Brook
Waterjet Delicia: the revolutionary potential of waterjet cutting in the world of pastry
Brook Food & Bakery Equipment, distributor of machinery for the food sector in the United Kingdom, has finalised the agreement to exclusively represent Waterjet Corporation’s Gourmet Line on the British market. This strategic choice has highlighted the great application potential of Waterjet technology in the Food industry and, in particular, of the Delicia model that the distributor has decided to launch on the occasion of the prestigious Foodex fair, the central trade fair for the food sector in the United Kingdom.
“The fact that a distributor like Brook Food, which is the backbone of the British market, has included Delicia in its catalogue indicates the existence of an important potential demand made up of customers willing to invest in this machine” comments Daniele Portoso, who spoke as a guest at the Brook food stand at Foodex last April.
The collaboration between Brook Food and Waterjet Corporation originated during the Sigep fair in Rimini, where Waterjet Corporation presented the range of waterjet cutting machines for food, including Delicia.
It is precisely in that context that the decision was born to collaborate exclusively for the British market, recognising the value and capabilities of Waterjet machines in the food sector.

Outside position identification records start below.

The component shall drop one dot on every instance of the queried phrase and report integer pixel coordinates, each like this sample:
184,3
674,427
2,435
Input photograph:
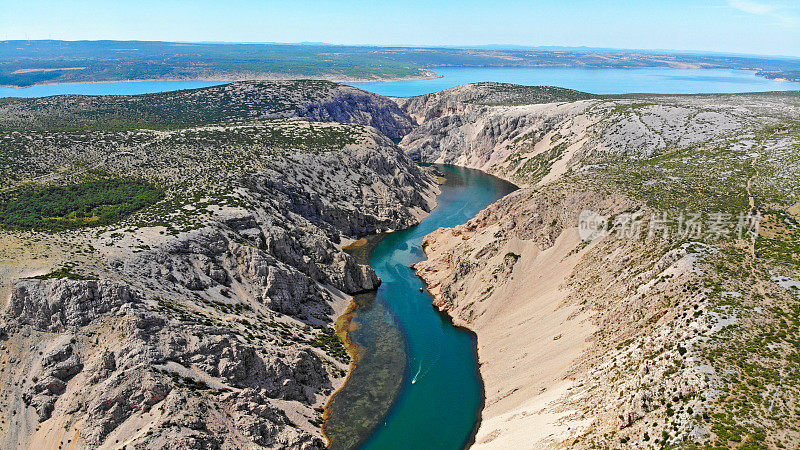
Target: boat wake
419,369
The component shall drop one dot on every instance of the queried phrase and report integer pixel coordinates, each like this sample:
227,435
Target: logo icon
591,225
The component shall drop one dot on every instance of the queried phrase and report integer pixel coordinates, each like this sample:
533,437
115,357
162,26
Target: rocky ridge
202,321
644,335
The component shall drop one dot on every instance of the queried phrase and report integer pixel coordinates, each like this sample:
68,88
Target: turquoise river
416,384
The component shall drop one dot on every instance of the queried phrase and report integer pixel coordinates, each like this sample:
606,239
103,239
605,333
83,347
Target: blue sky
743,26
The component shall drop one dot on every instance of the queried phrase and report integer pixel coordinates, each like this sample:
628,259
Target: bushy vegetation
90,203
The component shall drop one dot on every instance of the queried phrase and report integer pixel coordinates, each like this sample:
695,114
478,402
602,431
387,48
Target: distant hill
26,63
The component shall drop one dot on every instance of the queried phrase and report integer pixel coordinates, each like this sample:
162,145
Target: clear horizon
767,28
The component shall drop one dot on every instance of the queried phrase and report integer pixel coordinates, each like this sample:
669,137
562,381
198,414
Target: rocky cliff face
643,335
204,320
244,100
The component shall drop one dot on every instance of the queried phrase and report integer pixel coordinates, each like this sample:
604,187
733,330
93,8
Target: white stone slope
577,345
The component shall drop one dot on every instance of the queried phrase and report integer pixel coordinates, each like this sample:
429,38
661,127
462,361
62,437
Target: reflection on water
416,383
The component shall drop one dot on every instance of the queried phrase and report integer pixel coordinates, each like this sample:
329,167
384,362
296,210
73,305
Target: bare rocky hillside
640,290
203,318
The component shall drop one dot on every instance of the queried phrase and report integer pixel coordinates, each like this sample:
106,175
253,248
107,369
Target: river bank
416,379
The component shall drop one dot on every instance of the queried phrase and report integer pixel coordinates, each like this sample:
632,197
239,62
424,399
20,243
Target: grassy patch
90,203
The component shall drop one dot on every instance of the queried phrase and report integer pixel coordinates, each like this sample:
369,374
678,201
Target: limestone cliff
648,331
203,320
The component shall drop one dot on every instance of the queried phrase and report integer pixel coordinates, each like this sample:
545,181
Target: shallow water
105,88
417,384
595,81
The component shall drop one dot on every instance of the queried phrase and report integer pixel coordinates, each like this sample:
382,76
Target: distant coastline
428,75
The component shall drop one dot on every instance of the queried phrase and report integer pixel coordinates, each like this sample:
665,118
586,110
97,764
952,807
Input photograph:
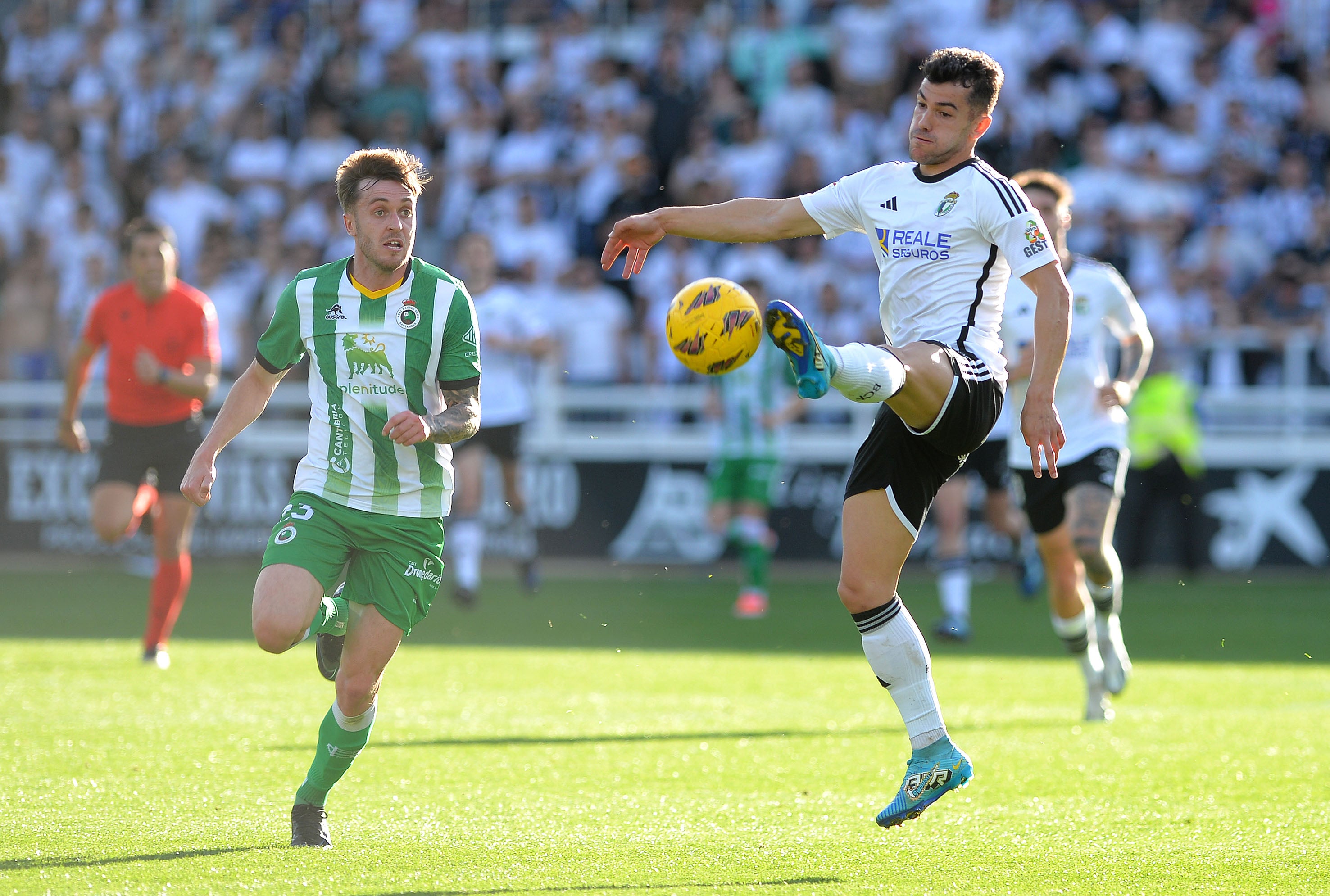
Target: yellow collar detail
376,294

Brook Food participated in the Foodex fair in Birmingham, which took place from 24 to 26 April, and invited Daniele Portoso of Waterjet to participate, to present and form a sales network on the countless potentials offered by Delicia. Brook Food’s sales representatives were particularly impressed by the extraordinary capabilities of this cutting machine in the patisserie world.

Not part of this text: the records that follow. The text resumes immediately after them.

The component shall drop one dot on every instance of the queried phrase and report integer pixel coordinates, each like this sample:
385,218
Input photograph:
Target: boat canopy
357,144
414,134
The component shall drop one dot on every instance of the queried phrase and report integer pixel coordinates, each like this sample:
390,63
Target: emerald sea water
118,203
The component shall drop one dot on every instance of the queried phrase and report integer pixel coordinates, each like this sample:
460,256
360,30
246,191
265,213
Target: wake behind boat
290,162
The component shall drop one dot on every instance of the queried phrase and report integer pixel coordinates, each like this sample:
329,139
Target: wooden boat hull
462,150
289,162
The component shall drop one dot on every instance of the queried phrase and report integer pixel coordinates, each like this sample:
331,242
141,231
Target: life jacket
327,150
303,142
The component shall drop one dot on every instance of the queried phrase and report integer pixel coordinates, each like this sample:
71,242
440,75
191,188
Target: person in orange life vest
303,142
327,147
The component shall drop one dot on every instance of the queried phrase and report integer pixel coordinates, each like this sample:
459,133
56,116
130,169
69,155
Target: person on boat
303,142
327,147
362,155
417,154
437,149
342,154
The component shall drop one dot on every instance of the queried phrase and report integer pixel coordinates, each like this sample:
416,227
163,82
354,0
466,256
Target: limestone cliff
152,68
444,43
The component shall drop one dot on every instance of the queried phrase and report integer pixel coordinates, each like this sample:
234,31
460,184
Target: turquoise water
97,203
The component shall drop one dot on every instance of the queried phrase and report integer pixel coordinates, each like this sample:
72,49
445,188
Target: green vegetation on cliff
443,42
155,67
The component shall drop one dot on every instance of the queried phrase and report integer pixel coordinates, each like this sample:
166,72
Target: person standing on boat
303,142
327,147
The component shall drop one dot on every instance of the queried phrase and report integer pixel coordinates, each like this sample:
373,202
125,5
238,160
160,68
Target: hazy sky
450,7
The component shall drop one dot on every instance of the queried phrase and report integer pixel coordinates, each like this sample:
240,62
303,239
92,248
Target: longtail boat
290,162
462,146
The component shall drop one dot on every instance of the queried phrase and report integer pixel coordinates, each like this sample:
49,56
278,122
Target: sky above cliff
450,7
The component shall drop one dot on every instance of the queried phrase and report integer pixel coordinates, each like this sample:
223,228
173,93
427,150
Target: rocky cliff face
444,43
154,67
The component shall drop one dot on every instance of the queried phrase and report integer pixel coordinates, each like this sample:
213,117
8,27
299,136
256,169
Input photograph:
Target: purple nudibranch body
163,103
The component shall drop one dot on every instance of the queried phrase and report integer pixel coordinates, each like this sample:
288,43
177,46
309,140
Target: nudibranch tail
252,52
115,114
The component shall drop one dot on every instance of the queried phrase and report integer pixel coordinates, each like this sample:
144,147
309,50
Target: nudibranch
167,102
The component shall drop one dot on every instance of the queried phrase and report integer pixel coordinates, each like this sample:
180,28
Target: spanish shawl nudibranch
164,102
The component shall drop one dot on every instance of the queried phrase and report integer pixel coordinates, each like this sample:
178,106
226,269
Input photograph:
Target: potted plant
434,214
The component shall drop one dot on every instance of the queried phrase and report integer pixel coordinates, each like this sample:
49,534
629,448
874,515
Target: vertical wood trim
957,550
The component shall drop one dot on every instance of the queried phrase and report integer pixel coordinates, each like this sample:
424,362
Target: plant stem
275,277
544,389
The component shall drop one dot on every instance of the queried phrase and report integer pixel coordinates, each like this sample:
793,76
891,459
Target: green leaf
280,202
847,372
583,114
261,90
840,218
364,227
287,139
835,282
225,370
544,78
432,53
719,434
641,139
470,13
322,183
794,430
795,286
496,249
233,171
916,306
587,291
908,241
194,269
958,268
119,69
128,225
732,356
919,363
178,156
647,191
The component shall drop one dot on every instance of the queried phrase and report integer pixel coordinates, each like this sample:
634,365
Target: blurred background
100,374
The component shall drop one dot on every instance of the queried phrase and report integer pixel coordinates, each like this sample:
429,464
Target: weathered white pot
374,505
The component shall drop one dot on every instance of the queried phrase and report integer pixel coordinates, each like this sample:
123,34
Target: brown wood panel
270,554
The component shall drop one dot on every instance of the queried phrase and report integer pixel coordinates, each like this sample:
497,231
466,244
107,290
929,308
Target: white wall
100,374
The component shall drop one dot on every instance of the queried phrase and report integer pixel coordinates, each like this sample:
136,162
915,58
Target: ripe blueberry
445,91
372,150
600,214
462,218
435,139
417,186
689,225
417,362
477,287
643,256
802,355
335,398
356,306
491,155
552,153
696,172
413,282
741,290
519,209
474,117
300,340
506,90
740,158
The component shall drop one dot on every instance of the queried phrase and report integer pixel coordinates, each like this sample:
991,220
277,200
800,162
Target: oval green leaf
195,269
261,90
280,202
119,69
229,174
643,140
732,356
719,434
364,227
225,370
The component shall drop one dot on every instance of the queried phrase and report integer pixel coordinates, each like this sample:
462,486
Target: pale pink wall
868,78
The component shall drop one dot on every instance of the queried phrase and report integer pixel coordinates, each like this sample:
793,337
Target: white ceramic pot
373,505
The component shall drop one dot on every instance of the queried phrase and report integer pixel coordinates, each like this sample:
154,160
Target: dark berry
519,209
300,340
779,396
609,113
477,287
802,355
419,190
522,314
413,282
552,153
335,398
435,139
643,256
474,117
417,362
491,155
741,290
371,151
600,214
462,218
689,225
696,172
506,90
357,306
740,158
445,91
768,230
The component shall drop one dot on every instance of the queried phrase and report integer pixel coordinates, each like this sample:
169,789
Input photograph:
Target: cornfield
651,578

In the patisserie sector at a professional level, there are currently two cutting technologies: the manual cutter-type machine for soft mass products and ultrasonic technology where the ultrasonic vibration of the blade allows only longitudinal cutting.
While the manual machine is cheap but less precise, ultrasonic technology is a step forward, but it can be limited in the context of complex artistic works. If, however, in ultrasonic cutting it is possible to portion a food only according to pre-established geometric shapes, such as wedges or rectangles, thanks to water jet technology we can obtain artistic shapes and geometries with curvatures, in addition to parametrised “standard” geometric shapes.
The water cut, like the one offered by the Waterjet Delicia, offers exceptional versatility and responds to the creative demands of modern confectionery, while ensuring high productivity.
The Waterjet Delicia is therefore positioned as a revolutionary option in the patisserie sector, allowing precise and creative cuts on a wide range of food materials, as well as chocolate and frozen and hard mass products also with inserts of dried fruit and various grains. The interest shown by Brook Food in representing only Waterjet machines suggests an important potential for this new range of versatile Waterjet machines, precise and able to meet the needs of modern pastry chefs.